The museum raised $103 million to expand its special exhibition galleries and gathering spaces, invest in contemporary art programs, strengthen its endowment, refresh its classrooms, enhance its digital offerings, and reimagine the presentation of masterpieces across 31 collection galleries representing the historical breadth and cultural depth of Asia. (The grand reopening is postponed.)

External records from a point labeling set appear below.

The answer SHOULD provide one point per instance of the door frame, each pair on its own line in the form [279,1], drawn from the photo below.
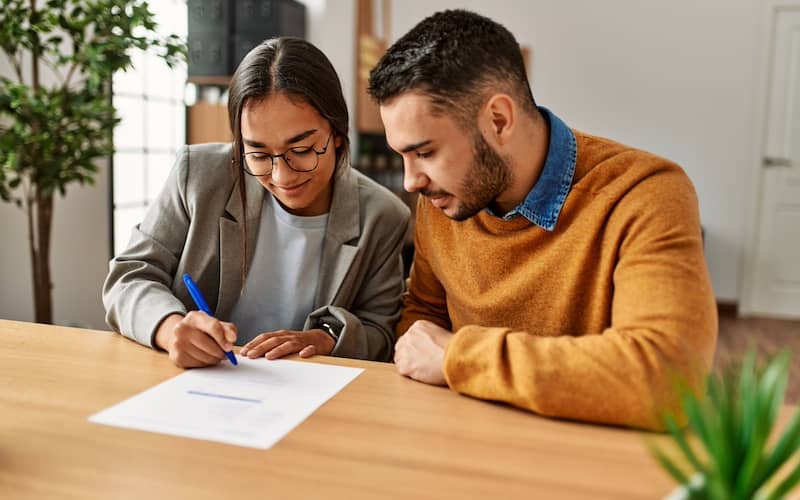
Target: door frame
[765,48]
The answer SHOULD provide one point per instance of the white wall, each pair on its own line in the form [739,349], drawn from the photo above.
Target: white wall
[673,77]
[79,254]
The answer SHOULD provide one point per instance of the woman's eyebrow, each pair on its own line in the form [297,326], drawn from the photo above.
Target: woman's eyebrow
[297,138]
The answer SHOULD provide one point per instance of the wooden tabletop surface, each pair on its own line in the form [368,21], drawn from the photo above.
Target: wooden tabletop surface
[382,436]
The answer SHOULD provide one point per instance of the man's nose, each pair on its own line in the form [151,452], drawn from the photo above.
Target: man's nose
[413,178]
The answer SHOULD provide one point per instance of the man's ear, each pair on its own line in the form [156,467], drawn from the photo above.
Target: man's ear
[501,113]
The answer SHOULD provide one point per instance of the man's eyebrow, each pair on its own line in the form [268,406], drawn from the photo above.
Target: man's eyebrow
[291,140]
[412,147]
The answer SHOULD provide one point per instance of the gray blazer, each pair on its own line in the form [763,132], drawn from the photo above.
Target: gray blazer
[195,226]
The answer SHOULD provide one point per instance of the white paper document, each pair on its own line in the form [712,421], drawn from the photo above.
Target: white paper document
[253,404]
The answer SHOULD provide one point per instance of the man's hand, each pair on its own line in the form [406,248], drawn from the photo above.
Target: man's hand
[196,339]
[419,353]
[274,345]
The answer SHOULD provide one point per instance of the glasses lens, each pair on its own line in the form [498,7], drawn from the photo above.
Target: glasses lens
[302,160]
[258,164]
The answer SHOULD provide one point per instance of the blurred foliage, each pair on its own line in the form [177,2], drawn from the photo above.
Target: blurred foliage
[730,449]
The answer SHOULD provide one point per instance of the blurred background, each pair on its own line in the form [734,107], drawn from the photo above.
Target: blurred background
[694,81]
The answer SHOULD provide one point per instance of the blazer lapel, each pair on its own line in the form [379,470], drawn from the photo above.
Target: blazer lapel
[231,230]
[341,240]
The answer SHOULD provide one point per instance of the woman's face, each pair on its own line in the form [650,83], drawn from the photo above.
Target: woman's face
[277,125]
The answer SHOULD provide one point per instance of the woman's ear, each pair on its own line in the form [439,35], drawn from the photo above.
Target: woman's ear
[500,112]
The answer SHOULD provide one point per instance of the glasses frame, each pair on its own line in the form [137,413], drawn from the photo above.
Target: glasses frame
[273,158]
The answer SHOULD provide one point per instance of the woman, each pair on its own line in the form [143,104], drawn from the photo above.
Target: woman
[293,251]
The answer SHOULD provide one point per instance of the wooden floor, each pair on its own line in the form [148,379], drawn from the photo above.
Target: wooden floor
[769,336]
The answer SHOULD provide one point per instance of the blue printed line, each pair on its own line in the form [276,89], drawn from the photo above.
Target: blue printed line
[223,396]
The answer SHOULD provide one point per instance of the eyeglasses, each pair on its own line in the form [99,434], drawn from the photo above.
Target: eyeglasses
[299,159]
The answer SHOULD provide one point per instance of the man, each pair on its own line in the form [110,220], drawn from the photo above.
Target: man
[554,270]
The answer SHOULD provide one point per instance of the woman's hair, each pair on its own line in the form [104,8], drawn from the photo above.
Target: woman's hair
[297,69]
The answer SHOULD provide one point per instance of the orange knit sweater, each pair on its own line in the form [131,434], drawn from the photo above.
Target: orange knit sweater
[597,320]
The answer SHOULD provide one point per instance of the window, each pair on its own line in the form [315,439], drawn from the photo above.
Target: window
[149,101]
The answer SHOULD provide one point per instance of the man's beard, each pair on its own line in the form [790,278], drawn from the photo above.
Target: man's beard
[488,176]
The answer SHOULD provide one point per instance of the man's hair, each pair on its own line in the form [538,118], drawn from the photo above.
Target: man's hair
[457,58]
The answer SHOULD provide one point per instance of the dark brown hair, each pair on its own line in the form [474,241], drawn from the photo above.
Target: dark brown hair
[296,68]
[456,57]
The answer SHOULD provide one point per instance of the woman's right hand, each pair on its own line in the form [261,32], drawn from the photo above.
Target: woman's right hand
[196,339]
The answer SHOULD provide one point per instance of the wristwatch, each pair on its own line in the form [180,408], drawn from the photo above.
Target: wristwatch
[331,329]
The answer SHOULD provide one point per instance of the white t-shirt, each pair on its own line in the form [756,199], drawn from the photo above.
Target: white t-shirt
[283,277]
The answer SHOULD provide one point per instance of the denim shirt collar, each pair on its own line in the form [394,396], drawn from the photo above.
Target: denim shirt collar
[544,202]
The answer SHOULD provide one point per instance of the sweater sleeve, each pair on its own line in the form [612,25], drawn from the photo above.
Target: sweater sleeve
[662,333]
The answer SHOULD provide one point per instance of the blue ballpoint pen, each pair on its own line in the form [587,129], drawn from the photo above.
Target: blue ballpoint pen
[201,304]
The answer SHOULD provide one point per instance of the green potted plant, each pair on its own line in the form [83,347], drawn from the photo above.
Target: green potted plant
[731,448]
[52,131]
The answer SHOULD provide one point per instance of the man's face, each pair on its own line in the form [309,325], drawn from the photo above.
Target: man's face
[459,171]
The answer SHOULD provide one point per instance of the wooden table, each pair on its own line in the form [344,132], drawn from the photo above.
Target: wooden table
[383,436]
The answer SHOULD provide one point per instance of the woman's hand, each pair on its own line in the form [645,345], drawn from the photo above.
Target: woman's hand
[274,345]
[196,339]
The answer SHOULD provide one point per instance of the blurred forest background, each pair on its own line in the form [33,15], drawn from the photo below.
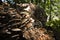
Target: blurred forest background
[52,9]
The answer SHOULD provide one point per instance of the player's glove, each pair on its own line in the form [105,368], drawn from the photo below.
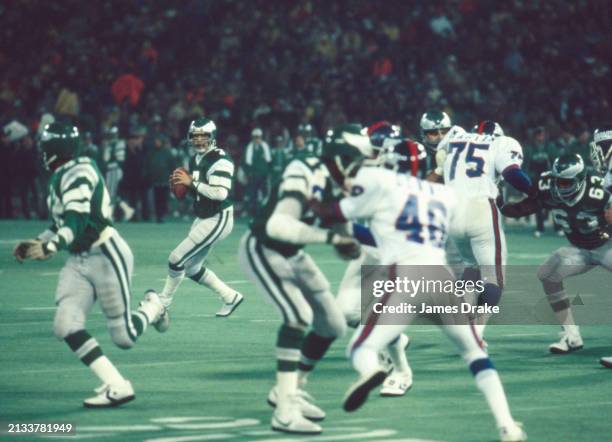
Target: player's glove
[346,247]
[33,249]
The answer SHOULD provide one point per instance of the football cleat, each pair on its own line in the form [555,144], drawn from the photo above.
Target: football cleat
[151,306]
[163,323]
[512,433]
[304,402]
[288,419]
[229,307]
[606,362]
[111,395]
[568,343]
[384,360]
[358,393]
[396,384]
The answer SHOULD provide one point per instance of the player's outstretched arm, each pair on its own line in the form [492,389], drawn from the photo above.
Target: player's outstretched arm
[285,225]
[524,207]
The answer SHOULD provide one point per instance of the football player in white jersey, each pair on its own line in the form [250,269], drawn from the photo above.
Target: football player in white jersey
[474,164]
[382,136]
[409,220]
[601,154]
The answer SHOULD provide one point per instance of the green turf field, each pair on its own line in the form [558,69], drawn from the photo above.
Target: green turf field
[207,378]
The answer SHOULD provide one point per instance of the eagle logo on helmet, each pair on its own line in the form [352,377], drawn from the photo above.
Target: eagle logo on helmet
[59,142]
[601,148]
[434,125]
[382,134]
[569,179]
[202,135]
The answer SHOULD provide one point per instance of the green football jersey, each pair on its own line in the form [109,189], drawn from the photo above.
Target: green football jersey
[304,179]
[79,205]
[214,168]
[583,223]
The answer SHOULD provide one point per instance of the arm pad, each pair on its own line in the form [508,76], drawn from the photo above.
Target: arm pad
[518,179]
[522,208]
[329,213]
[285,225]
[363,235]
[212,192]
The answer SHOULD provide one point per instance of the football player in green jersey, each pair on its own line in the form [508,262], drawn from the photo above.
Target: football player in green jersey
[434,124]
[272,255]
[99,266]
[582,207]
[210,178]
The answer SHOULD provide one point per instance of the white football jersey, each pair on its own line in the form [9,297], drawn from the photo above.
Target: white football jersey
[474,162]
[408,217]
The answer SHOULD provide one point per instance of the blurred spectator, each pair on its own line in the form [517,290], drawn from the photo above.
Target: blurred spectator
[25,172]
[134,184]
[256,167]
[307,62]
[112,163]
[312,143]
[89,148]
[280,159]
[159,164]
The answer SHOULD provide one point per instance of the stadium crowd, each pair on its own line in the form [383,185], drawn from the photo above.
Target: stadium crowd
[148,68]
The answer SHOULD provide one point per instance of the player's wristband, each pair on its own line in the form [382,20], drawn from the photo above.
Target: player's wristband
[49,248]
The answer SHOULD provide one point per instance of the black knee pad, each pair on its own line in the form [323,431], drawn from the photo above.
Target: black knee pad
[552,287]
[471,274]
[490,295]
[198,275]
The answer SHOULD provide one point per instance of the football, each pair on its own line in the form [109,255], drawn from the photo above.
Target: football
[180,190]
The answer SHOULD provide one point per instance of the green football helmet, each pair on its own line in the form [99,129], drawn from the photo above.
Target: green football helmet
[59,142]
[434,125]
[569,179]
[344,149]
[202,135]
[601,148]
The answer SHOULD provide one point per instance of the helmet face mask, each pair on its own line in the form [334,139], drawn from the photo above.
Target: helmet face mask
[59,142]
[601,149]
[569,179]
[202,135]
[434,125]
[382,134]
[403,157]
[344,150]
[488,127]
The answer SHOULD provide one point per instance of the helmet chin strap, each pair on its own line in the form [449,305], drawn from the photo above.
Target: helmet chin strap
[48,161]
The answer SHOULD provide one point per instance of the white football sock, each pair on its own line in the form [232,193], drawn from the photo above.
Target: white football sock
[365,361]
[286,382]
[398,357]
[212,281]
[172,283]
[106,371]
[489,383]
[573,330]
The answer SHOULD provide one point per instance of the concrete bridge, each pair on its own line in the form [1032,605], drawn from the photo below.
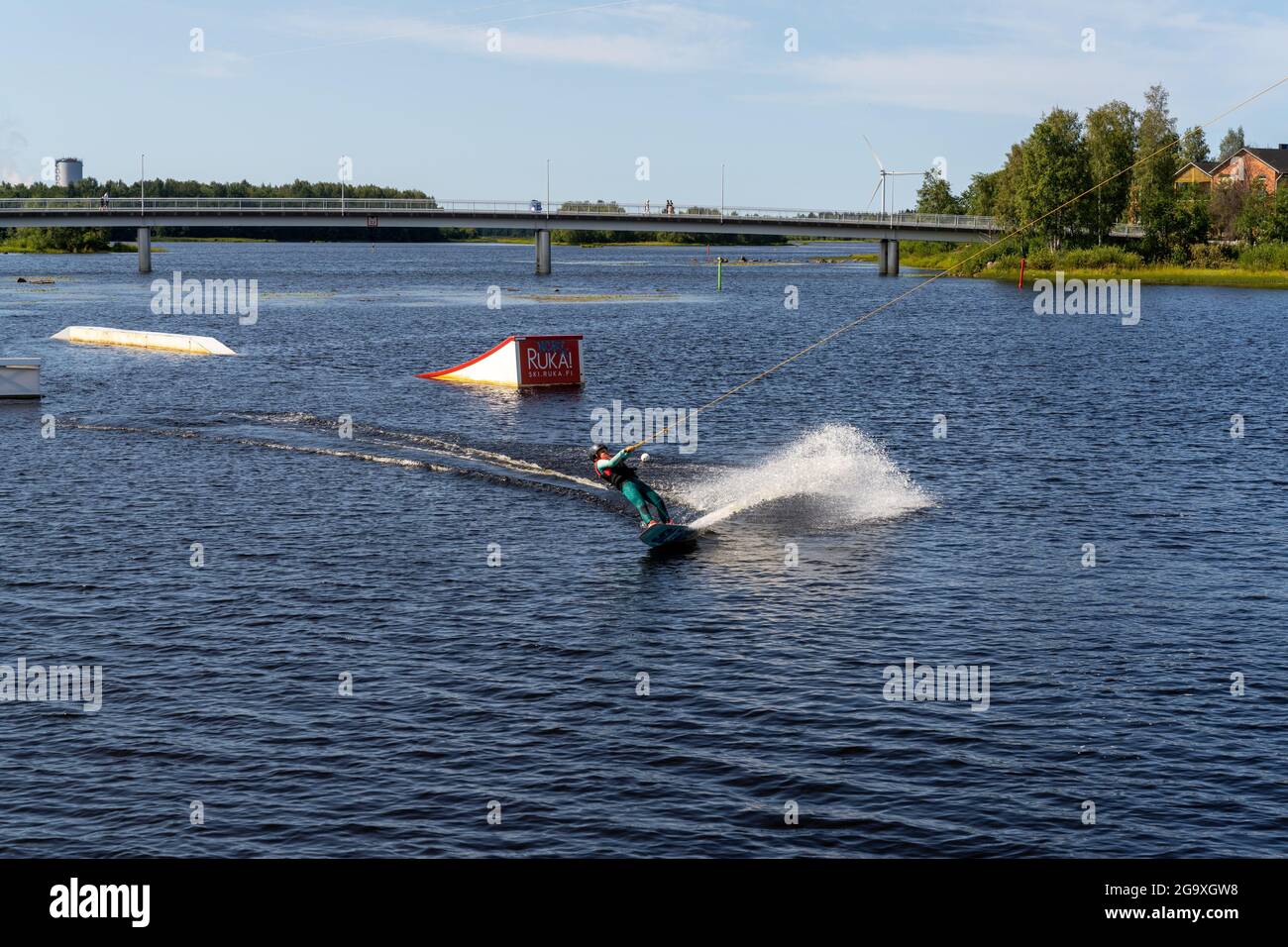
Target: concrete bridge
[143,214]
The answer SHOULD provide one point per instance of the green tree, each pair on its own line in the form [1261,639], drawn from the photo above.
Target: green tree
[1227,205]
[980,195]
[1232,142]
[1278,224]
[1111,149]
[1055,171]
[1153,179]
[1256,218]
[936,197]
[1194,147]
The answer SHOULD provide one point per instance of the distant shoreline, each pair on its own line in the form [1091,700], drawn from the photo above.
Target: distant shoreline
[1233,277]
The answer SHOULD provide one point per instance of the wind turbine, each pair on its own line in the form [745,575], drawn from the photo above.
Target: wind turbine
[885,174]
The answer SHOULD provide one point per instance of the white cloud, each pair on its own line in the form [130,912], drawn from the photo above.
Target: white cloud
[644,37]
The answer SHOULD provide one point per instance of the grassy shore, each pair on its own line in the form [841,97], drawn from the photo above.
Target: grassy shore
[1109,266]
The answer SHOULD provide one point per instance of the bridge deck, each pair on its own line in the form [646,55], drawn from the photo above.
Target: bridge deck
[334,211]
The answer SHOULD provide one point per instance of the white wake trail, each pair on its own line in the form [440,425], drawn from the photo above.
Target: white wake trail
[846,476]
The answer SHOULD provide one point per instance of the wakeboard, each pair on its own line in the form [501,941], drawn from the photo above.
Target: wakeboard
[668,535]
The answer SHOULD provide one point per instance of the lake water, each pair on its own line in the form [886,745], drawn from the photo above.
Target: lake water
[519,684]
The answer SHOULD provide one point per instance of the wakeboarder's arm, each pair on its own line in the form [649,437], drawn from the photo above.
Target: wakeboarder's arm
[612,462]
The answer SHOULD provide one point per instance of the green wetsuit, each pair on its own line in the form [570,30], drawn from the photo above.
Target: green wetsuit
[623,478]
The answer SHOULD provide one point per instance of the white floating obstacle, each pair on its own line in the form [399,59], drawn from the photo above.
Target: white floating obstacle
[133,338]
[20,377]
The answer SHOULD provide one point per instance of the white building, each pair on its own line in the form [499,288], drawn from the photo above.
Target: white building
[68,171]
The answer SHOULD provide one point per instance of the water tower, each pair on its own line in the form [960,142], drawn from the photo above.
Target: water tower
[68,171]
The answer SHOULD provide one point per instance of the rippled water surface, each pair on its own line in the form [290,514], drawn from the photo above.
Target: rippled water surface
[519,684]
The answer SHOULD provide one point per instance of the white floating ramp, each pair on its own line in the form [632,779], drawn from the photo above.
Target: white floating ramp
[20,377]
[522,361]
[133,338]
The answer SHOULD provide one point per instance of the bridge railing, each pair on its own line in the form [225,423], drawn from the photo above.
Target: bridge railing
[123,206]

Ahead (dates pending due to COVID-19) at the Asian Art Museum, teamLab: Continuity presents a series of interactive digital installations spread across the 8,500 square feet of the museum’s newly constructed pavilion. Immersed in teeming wonderlands, visitors are encouraged to roam freely through projected environments of vibrant color and sound that dissolve into one another. The touch-sensitive artworks are hyper-responsive to human activity, transforming visitors into participants: rather than a series of preprogrammed movies, the digital animation is derived from dynamic algorithms that react to the visitors’ locations and movements within the exhibition space. The result is an exhibition where the artworks are never exactly the same, and an experience that changes from moment to moment.

To ensure the highest-quality experience for every visitor, this dynamic exhibition will require timed-entry tickets, which will be available via the redesigned museum website. Due to COVID-19, the Asian Art Museum is currently closed to the public. Updates regarding opening dates and times will be made to the museum’s website.